See, that's what I thought, high light causing it, but then without decreasing the light it stopped when correcting nutritient dosage(not carbon though) which is strange. My water is hard enough as I've got an old tank where I've missed wiping from the outside and it has got white deposits.
However, I never had GSA in any other tank and at the moment it's 4 altogether, a 5th being setup. So it isn't just the hard water. It shouldn't be the light for this tank otherwise I wouldn't have stopped the GSA with just different nutritient dosing and I would have had it before the tank was ever dosed up. It's possibly a combo of things I can't figure. The temperatures in all tanks are nearly identical too. This tank is the only one that gets the full range liquid carbon and daily nutritients. For the record, the GSA in this tank started a week after I introduced liquid carbon and nutritients for the first time in order to fight a minor BBA that appeared after I kept leaving the lights on for ages due to not having a timer at the time.

And then on another note, light intensity and temperature was always the same but I didn't always have GSA so I kind of thought that wasn't the problem and I still think it may not be a major problem as long as the rest are balanced.
 
No news yet because I wasn't able to save much.
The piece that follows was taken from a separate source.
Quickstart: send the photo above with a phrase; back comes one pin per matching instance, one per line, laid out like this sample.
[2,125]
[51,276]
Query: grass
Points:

The rest just disappeared from the tank.
However, I put a bit of amazon frogbit in the betta tank where the salvinia thrives at the moment( I actually saw a few getting holes already so it may not be long living) The amazon frogbit fell apart, I had to take it out.
I also put a few in a 3L marina breeder box which normally pumps water from the tank via an air pump but now has a mini DIY sponge filter instead and 2 shrimp completely isolated from the main water as the shrimp were showing signs of stress(possibly the easy carbo double dose). Suprisingly, the amazon frogbit surviving leaves increased in size over a few days and I can see they are growing new leaves. The box just gets 50% daily water changes with tap dechlorinated water. My tap water if the nitrAte tests are right has barely any nitrAtes and the two shrimp weren't fed for a few days but now get one tiny shrimp pellet each a day so I wonder if that produces enough nitrAtes for the amazon frogbit to thrive in there, or does my tap water contain what it needs in general and the daily water changes are helping.
So at the moment, I dont' have much to experiment on. I may have to start again with a couple of plantlets.